Spring must have come very early last year, because it was only when we were standing there this morning, shaking and shivering in the sheeting rain that we realised how lucky we'd been with the weather on our wedding day. It was glorious this time last year. The sun shone. The guests wandered around the boating lake eating ice creams, and the blossoms were in full bloom. Today they were barely visible.
As we drove up this morning, both of us felt a little flutter in our tummies recalling the nerves we'd felt as we took the taxi up to the Palace with Nathan's sister on our big day. Nathan grabbed my hand and pointed to our rings: "we weren't wearing these twelve months ago..."
We drove from Ali Pali to Huntingdonshire to meet up with Lisa and Mark and celebrate three things: the life of their son, my honorary God-son, George, the second birthday of their daughter Rosie, and our wedding anniversary.
When we arrived - late of course because the clocks had gone forward - Lisa told us that she had a present for us in the sitting room, and as we walked in, four people popped up like Jack-in-boxes from behind the sofa. It took us both a few seconds to compute that Philippa, Dylan, Deia and Silver had travelled up to Huntingdon to spend our special day with us. It was a wonderful, wonderful surprise and we both felt very deeply touched.

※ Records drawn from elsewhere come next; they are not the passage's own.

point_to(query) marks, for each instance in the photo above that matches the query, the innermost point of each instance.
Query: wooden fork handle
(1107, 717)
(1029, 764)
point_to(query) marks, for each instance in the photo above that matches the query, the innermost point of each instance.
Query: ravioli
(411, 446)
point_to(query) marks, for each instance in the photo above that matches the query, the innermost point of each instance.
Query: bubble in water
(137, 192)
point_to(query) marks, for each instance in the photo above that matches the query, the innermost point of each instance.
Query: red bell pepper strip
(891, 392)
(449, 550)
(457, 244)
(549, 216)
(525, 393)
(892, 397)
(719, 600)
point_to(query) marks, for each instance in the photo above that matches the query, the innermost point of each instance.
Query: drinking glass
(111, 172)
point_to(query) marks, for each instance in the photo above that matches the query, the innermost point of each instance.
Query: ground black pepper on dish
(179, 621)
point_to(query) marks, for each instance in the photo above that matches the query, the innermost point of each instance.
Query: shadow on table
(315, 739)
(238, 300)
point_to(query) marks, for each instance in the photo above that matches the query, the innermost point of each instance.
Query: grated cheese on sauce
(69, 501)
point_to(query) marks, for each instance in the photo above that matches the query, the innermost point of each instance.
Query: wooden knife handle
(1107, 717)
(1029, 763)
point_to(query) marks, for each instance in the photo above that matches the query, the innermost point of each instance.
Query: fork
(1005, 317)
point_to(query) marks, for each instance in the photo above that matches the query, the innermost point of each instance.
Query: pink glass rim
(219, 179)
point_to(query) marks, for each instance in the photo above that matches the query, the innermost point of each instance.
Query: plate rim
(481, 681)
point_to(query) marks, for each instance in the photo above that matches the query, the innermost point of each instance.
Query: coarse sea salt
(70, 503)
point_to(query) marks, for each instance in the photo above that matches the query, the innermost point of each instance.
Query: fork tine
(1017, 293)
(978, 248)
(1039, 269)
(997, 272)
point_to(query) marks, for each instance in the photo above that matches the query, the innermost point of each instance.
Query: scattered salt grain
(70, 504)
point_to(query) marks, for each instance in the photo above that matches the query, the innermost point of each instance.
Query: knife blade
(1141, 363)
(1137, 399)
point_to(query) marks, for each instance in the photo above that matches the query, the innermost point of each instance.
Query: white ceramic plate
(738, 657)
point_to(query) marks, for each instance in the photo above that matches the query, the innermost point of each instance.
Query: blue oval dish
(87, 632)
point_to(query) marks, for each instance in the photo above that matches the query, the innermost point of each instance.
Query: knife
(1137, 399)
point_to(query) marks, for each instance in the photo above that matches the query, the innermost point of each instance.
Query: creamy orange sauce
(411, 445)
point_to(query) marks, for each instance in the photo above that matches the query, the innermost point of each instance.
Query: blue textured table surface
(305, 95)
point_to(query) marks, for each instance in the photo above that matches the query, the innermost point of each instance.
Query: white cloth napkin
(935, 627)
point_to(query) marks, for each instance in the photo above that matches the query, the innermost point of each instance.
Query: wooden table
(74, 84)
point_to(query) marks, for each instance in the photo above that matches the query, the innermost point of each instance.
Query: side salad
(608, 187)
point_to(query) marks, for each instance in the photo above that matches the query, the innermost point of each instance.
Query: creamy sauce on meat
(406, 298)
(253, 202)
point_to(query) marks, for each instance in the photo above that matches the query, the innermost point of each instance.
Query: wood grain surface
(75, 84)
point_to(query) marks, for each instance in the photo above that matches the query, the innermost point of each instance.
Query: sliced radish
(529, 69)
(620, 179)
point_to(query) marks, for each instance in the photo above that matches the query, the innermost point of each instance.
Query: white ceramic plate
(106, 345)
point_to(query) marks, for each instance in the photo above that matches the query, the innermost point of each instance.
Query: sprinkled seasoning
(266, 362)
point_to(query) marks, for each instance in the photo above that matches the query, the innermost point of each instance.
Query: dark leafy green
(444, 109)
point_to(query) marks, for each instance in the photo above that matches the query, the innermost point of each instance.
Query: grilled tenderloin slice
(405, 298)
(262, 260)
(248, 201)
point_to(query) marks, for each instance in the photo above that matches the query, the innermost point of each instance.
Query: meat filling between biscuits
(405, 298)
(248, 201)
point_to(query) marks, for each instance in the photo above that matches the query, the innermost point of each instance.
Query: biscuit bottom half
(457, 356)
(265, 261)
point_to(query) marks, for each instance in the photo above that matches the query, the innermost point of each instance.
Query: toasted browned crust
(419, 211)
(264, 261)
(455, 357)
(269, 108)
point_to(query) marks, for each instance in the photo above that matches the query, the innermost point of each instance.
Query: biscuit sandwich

They all met at the wedding, but Lisa and Mark and Philippa and Dylan come from different parts of our extended friendship groups, so it was rather surreal and quite pleasurable to see them all together in one space. The kids got on famously, Philippa and Lisa seem to adore one another, and Mark and Dylan instantly disappeared into the study to play songs from the musical Matilda, and look at Mark's drums for what seemed like hours!
Lisa cooked a lot of stunning food for us, mostly things from the Ottolenghi cook book, which, for a veggie, is a huge treat. Chilli-infused halloumi? Not 'arf!
We went for a lovely walk in Spaldwick village, which I learned today (due to community activity) has some of the fastest broadband in the country. It's also the only place I know whose village shop is also a delicatessen!
We went to the blustery churchyard to see little George's grave, which looks beautiful covered in primroses. The last time I visited this particular church was during his funeral when hundreds of white helium-filled balloons were released into the air. I will never forget the beautiful image of them all flying up to heaven with little messages attached, silhouetted against the bright spring sunshine.
There was a last-minute dash to the train station in Huntingdon to get Philippa, Dylan and the kids to their train. We went via Brampton, erstwhile home of Pepys, and passed Hinchingbrooke, the ancestral home of his Pepys' supporter and cousin, Lord Sandwich.
I didn't sleep at all last night. My mind was full to the rafters with thoughts and worries about films and projects, so when I got back from the station, I had a lovely sleep, like a little old man, on the sofa.
We came home and went back to Ali Pali. It felt right to start and finish our day there, and, because it was dry again, we were finally able to take Nathan's photograph, in front of the glorious rose window up there which was glowing like some kind of mystical orb, whilst the lights of London twinkled and fluttered in a sea of darkness.